Lynch’s annual salary will be $125,000.
2:51 p.m.: Judge Bonnie Brigance Leadbetter said she will enter an order confirming Lynch's appointment as receiver. She said she finds him capable and willing to do the job.
1:15 p.m.: Judge Bonnie Brigance Leadbetter has repeatedly said this hearing is not about the past. She wants to maintain a narrow focus which is getting a new receiver in place.
She also pointed out that this is not a civil or criminal proceeding.
City Council attorney Mark Schwartz said he wants an open process that takes into account everything that happened.
12:35 p.m.: A hearing designed to begin the process of appointing a new receiver for Harrisburg has so far focused solely on why the former fiscal overseer resigned.
David Unkovic today told Commonwealth Court Judge Bonnie Brigance Leadbetter that creditors of the debt-ridden city were undermining the asset process.
Prior to his resignation in late March, a Dauphin County judge approved a request from the county and Assured Guaranty Municipal Corp. to designate a separate receiver for the city's troubled incinerator. That order is under appeal.
"They were trying to put me into a box fairly quickly," Unkovic said.
Unkovic also said he believed he was about to be removed as receiver for a perceived lack of ability to negotiate with the creditors. He resigned before that happened.
Steven Kratz, a spokesman for the state Department of Community and Economic Development, said Unkovic had the full confidence of the department and governor.
Creditors wanted certain results and expected the receiver to go along with a state Act 47's team proposed plan for the city, which projected amounts for asset sales, Unkovic said.
Unkovic sought proposals for the assets, hoping offers would take care of the incinerator debt and annual structural deficits. That process is ongoing.
Unkovic said he saw the asset process as crucial but that creditors did not back off on litigation.
Their undermining affected the entire debt solution process, he said.
He also said he viewed a separate incinerator receiver as a creditors' receiver and felt that would have limited his ability to maneuver.
Kratz said the second receiver would have little or no effect on the advancement of the court-approved recovery plan.
"The pressures of the office were getting to him," Kratz said.

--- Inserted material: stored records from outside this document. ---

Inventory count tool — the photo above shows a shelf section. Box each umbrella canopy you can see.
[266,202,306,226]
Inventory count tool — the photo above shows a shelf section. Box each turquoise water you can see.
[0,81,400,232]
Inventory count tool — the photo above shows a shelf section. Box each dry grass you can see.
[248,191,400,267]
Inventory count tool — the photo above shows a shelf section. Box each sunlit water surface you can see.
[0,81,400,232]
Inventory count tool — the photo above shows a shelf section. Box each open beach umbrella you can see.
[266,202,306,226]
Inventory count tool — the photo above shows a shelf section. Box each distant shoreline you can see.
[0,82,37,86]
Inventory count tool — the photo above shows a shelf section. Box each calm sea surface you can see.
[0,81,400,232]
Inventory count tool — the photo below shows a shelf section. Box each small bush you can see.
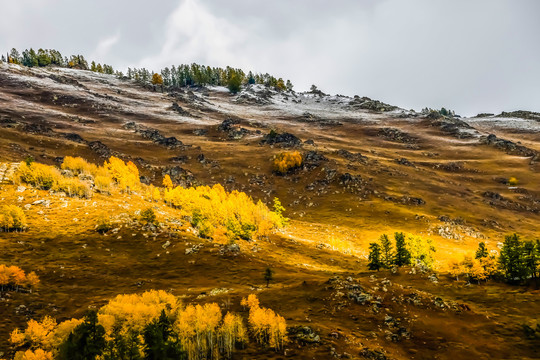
[15,162,92,198]
[96,214,113,234]
[53,178,92,198]
[0,205,27,231]
[140,207,157,225]
[62,156,98,175]
[508,176,518,186]
[15,162,58,190]
[94,175,113,194]
[272,151,302,174]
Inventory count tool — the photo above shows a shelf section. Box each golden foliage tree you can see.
[0,205,27,231]
[163,174,173,189]
[241,294,288,351]
[163,184,283,240]
[104,156,141,193]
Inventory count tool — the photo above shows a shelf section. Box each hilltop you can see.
[0,63,540,359]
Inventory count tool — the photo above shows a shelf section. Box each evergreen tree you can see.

The state Department of Community and Economic Development petitioned the court to appoint retired United States Air Force Maj. Gen. William B. Lynch to the post.
The hearing began at 10:30 a.m. in Courtroom 3001 of the Pennsylvania Judicial Center in Harrisburg.
DCED Secretary C. Alan Walker filed the petition under the direction of Gov. Tom Corbett. If appointed, Lynch would replace David Unkovic, who resigned at the end of March.
Under the commonwealth's Act 47 law, Corbett is authorized to direct the DCED secretary to file a petition in the court for a newly appointed receiver when the position has become vacant.
The law requires a hearing within 15 days of a petition. A decision must be made within 60 days.
Lynch, 69, spent 40 years in the military, including serving as an air operations division director for the National Guard during operations Desert Storm and Desert Shield. He also has been Pennsylvania's adjutant general under three governors.
Harrisburg carries more than $326 million of incinerator debt, DCED spokesman Steven Kratz has said. When the city entered Act 47 in December 2010, the debt was $288 million.